I own about three pairs of headphones, & I almost always have one of them with me. As someone who works from home – which often means working from coffeeshops – I need them in order to take conference calls in crowded, noisy venues, & of course, they're great for blocking out the world around me & losing myself in Billy Joel while I work. Or, um, something cooler. (What are the kids listening to these days, anyway?)
When I got to Starbucks this afternoon, the only seat left in the place was at a shared seating area, squished between a woman in her 30s working on a Macbook & two women in their 50s taking up much more space than they required. What stood out about them was that one of the women appeared to have brought her own cutlery & a China plate from home & was eating an orange with a fork while snacking from a plastic party tray of dried apricots. While I've been known to sneak outside food into Starbucks (& the movies & basically anywhere else), there's something distinctly brazen about setting up your own meal & digging in for everyone to see. She was also drinking an eggnog latte, which, she announced loudly – & repeatedly – was "absolute rubbish."

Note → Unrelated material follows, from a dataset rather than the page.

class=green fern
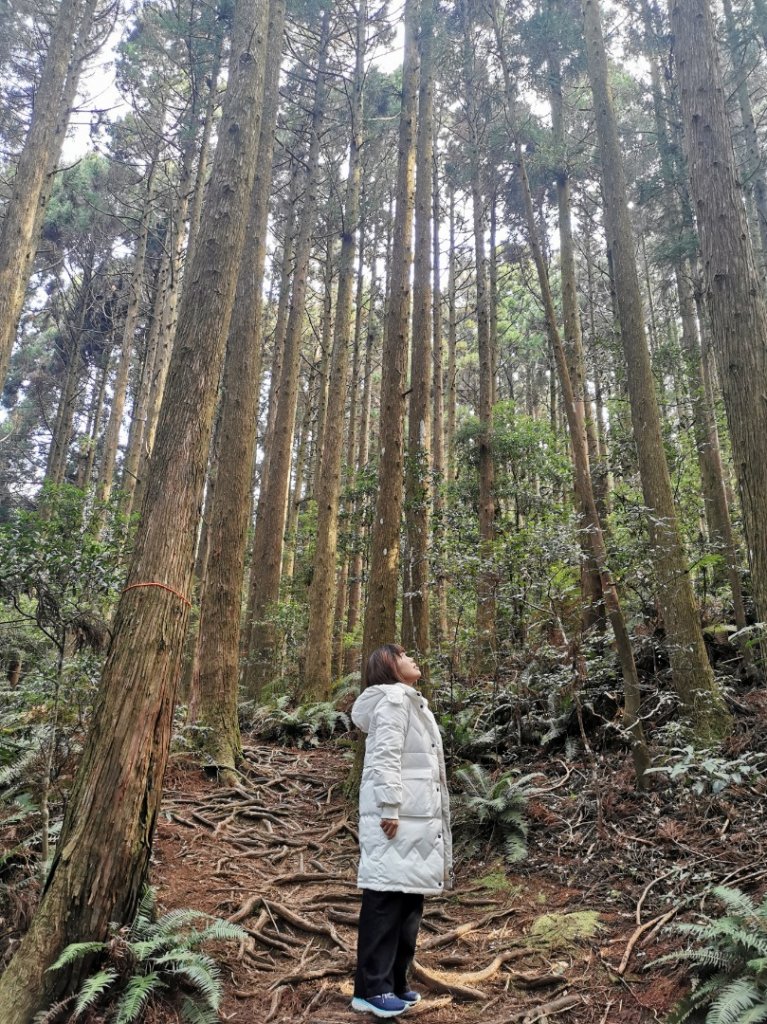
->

It gets weirder. I briefly considered the idea that these women – or at least one of them, the more annoying of the two – might've had some sort of developmental delay (which would've absolutely kept me from writing this post, let's be clear), but it became pretty clear that they were just... weird. The lady with the orange switched back & forth between a normal voice & a squeaky, high-pitched baby voice, favoring the latter but using the former just enough to sound like a normal person every so often. They talked & talked, in a manner of conversation I can scarcely think to describe in writing, though I'm sure I could muster a good imitation for you. I want you to imagine, for example, a grown woman speaking in a squeaky baby voice saying things like, "You're so fannnncy, always going to fancy places like the Caribbean & leaving wittle old me at home!" & "I want the gweeeeen juice, but I already dwank a diffff'went juice. What should I dooo?" At some point, they began to discuss the possibility that Eggnog Orange Lady's friend had mice in her apartment; the friend said she'd round up all the mice & drop them off at a Chinese restaurant (racist much?), to which Eggnog Orange Lady exclaimed, "Nooo! Not the wittle meecers! We don't eat meecers!"

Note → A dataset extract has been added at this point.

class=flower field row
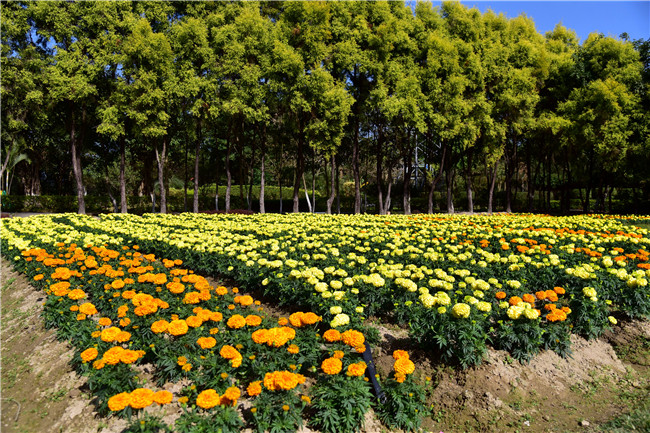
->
[1,214,650,366]
[2,230,426,432]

At one point, Eggnog Orange Lady took the plastic wrapping off of her apricot container & asked
In between these totally bizarre, ear-splitting interactions, the two reverted to totally normal voices & conversations, including a mean-spirited one about what a bitch one of Eggnog Orange Lady's coworkers is – like I said, enough to let me know that they were, in fact, "all there" & that they were just the most annoying. When Meecers Lady said she had to get going, Eggnog Orange Lady screeched (in baby voice, of course), "Noooo! No, no, NO! Stay here with meeeee!" as though she were a child being left at daycare.
Throughout it all, try as I might (& I did, desperately), I was helpless to block them out. I even went back out to my car to search desperately for a pair of headphones that might silence the unending cacophony of weirdness, to no avail.
My frustration just miiiight have been evident, because as she got up to leave, Macbook Girl turned to me & said, just out of earshot of our two fellow diners, "I wish I had another pair of headphones. I'd totally leave them for you."
Nothing like a baby-voiced weirdo to bring two strangers together.